Protecting American privacy and IP rights: Agencies must ensure that any acquired AI system complies with existing privacy and IP legal requirements. Agencies also must have appropriate processes in place that cover the use of government data. For example, procurement contracts should include terms that prevent vendors from processing such data for the purpose of training, fine-tuning or developing an AI system without explicit consent from the agency.
Ensuring competitive, cost-effective procurement: Procurement contracts should protect against vendor lock-in through requirements, including vendor knowledge transfers, data and model portability, and transparency.

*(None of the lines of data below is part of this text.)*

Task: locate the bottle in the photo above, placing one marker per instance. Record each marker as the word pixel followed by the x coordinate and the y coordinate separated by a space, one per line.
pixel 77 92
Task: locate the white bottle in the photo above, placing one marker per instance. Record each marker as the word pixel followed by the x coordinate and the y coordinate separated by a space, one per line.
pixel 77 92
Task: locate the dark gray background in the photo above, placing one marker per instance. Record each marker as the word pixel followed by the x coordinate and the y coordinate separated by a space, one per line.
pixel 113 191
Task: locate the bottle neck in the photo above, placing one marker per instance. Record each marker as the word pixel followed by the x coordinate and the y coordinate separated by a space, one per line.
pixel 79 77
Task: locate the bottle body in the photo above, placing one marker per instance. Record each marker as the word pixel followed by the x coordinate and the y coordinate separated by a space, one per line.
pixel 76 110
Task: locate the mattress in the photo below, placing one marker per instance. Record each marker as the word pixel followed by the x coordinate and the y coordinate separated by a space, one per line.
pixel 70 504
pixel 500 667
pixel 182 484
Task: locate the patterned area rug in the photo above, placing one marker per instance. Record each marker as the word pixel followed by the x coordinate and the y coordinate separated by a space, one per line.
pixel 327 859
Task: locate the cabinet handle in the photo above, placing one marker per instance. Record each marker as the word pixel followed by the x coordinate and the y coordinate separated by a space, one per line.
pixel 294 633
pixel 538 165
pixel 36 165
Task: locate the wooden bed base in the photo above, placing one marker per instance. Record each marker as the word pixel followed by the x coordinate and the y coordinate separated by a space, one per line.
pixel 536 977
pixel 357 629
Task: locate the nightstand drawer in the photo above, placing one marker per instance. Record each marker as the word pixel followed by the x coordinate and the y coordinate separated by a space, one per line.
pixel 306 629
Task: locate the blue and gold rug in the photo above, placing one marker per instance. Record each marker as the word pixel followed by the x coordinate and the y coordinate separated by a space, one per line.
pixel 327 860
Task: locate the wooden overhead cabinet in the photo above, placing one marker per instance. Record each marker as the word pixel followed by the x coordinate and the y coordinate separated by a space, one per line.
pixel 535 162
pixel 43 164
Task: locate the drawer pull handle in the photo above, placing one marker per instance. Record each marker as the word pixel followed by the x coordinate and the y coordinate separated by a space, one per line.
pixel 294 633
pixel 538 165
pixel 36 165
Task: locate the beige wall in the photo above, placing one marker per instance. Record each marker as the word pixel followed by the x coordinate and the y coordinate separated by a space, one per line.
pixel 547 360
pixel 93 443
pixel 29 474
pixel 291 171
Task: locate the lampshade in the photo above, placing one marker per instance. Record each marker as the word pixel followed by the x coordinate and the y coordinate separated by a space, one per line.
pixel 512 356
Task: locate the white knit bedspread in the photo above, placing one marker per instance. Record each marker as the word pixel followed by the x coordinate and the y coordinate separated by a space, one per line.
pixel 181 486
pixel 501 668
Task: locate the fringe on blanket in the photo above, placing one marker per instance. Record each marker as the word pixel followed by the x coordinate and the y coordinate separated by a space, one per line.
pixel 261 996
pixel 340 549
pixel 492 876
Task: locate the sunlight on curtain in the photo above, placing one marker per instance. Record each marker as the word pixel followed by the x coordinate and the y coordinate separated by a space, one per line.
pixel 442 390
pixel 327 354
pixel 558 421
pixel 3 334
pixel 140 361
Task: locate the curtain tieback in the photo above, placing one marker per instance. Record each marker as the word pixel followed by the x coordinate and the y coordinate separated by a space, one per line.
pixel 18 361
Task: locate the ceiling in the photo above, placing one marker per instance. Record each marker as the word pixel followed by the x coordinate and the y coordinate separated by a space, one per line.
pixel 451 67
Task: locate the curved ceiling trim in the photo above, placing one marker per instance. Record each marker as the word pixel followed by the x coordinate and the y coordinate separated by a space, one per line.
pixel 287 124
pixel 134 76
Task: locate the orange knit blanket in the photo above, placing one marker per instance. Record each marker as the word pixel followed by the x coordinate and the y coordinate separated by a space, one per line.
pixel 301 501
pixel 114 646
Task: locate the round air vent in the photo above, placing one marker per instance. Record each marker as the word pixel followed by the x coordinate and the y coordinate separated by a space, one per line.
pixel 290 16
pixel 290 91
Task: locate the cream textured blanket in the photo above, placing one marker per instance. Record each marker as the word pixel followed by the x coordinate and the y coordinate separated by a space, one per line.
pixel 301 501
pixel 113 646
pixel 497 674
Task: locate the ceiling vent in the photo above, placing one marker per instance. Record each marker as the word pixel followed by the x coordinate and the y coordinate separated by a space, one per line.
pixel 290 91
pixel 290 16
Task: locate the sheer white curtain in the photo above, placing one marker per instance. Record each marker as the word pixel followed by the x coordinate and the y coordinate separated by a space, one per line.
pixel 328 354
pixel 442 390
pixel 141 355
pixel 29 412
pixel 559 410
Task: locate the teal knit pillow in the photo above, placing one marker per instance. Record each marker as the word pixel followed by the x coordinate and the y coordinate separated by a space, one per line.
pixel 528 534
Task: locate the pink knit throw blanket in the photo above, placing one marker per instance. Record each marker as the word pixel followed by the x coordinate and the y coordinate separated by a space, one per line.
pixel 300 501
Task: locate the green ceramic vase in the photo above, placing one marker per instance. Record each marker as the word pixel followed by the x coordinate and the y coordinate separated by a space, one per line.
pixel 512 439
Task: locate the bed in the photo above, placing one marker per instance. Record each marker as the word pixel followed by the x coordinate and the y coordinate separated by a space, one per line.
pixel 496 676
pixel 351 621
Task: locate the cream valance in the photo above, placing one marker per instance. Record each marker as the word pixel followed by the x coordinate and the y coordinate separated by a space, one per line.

Agencies also may incentivize competition by leveraging performance-based contracting to ensure satisfactory model performance.
Assessing AI risks across the lifecycle: Agencies must ensure that contracts include the ability to regularly monitor and evaluate the performance, risks, and effectiveness of an AI system or service. Agencies also are encouraged to require vendors to perform regular assessments and mitigate new risks or correct changes to AI model performance. Contracts also must comply with the minimum risk management practices for high-impact AI use cases (outlined in OBM Memo M-25-21).
Contributing to a shared repository of best practices: Within 200 days, GSA, in coordination with OMB, will develop an online repository of tools and resources to enable responsible AI procurement. Agencies should contribute to this repository where possible to foster knowledge-sharing and interagency cooperation.
Requiring unanticipated disclosures of vendor AI use: Agencies should consider including solicitation provisions in their contracts that require disclosure of unanticipated vendor use of AI.